New t-SNE package for R

February 20, 2010

I finished up a rough version of my t-SNE package for R. If you haven’t heard of t-SNE, and are into dimensionality reduction and/or visualization. You should check it out. The “tsne” package for R is available on CRAN.

t-SNE is a non-metric multidimensional scaler. It creates an embedding by a gradient descent process, much like isoMDS, and a number of other approaches. However, it does some interesting things to the high dimensional data before it proceeds.
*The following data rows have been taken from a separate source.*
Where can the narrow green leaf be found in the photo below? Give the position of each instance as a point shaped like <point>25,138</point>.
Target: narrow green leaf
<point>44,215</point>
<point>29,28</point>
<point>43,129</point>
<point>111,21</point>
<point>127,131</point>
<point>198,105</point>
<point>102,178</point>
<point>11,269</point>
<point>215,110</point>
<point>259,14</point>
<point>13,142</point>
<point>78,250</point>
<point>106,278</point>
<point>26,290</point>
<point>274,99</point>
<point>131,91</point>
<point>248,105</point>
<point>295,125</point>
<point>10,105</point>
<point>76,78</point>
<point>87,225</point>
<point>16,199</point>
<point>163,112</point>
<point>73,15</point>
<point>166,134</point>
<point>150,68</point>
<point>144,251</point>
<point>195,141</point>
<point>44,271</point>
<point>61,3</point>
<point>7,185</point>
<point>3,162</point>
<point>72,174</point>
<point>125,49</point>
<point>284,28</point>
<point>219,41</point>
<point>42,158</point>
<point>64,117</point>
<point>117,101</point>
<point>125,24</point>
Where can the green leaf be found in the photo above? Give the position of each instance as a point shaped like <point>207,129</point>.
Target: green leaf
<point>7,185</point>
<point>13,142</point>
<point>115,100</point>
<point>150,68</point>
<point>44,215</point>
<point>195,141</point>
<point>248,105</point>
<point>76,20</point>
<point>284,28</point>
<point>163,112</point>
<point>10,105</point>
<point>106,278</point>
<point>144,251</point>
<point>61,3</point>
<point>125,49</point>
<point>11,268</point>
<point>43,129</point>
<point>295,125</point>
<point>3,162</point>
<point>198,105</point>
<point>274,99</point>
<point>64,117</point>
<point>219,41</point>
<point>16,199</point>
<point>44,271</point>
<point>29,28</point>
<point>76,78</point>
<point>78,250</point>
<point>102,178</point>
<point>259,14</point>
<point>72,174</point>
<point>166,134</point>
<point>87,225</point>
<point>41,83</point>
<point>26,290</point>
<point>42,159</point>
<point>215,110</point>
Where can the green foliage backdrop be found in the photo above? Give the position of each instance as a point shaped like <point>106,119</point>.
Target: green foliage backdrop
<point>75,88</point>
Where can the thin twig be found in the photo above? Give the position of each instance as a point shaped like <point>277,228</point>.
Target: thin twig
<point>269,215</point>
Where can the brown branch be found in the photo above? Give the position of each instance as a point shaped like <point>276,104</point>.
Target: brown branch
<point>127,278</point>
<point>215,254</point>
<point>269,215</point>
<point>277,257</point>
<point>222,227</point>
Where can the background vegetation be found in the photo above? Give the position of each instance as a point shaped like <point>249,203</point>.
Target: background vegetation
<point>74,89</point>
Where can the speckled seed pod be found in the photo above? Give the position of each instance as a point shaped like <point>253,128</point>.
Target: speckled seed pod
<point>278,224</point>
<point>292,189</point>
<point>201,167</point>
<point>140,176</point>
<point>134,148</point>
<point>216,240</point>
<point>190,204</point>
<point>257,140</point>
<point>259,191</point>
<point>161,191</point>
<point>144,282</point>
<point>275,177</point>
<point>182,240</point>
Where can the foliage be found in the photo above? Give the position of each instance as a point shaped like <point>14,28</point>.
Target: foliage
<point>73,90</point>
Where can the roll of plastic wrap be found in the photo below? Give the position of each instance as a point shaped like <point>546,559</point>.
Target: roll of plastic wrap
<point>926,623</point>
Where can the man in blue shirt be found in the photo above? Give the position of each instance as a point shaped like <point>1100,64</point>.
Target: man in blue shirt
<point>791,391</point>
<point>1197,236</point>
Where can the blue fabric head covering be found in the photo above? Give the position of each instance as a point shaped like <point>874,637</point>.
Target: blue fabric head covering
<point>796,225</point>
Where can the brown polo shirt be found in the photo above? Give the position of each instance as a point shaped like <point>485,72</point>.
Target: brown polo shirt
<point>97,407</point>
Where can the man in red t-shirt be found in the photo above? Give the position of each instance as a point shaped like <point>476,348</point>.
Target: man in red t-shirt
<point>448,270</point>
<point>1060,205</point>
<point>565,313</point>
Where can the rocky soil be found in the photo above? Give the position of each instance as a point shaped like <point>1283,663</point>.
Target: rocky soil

First, it translates the matrix of raw numeric values into probabilities. The probabilities are a guess as to the likelihood that another given datapoint is a neighbor. The number of neighbors that are considered is parametrized by a “perplexity” argument, which is the optimal number of neighbors for a given datapoint. A gradient descent attempts to preserve aspects of entropy present in the probability distributions.

The technique handles large variances fairly well across the values in the dimensions or the datapoints themselves, and is fairly quick in the applications that van der Maaten provides. However, my R version is unfortunately much slower.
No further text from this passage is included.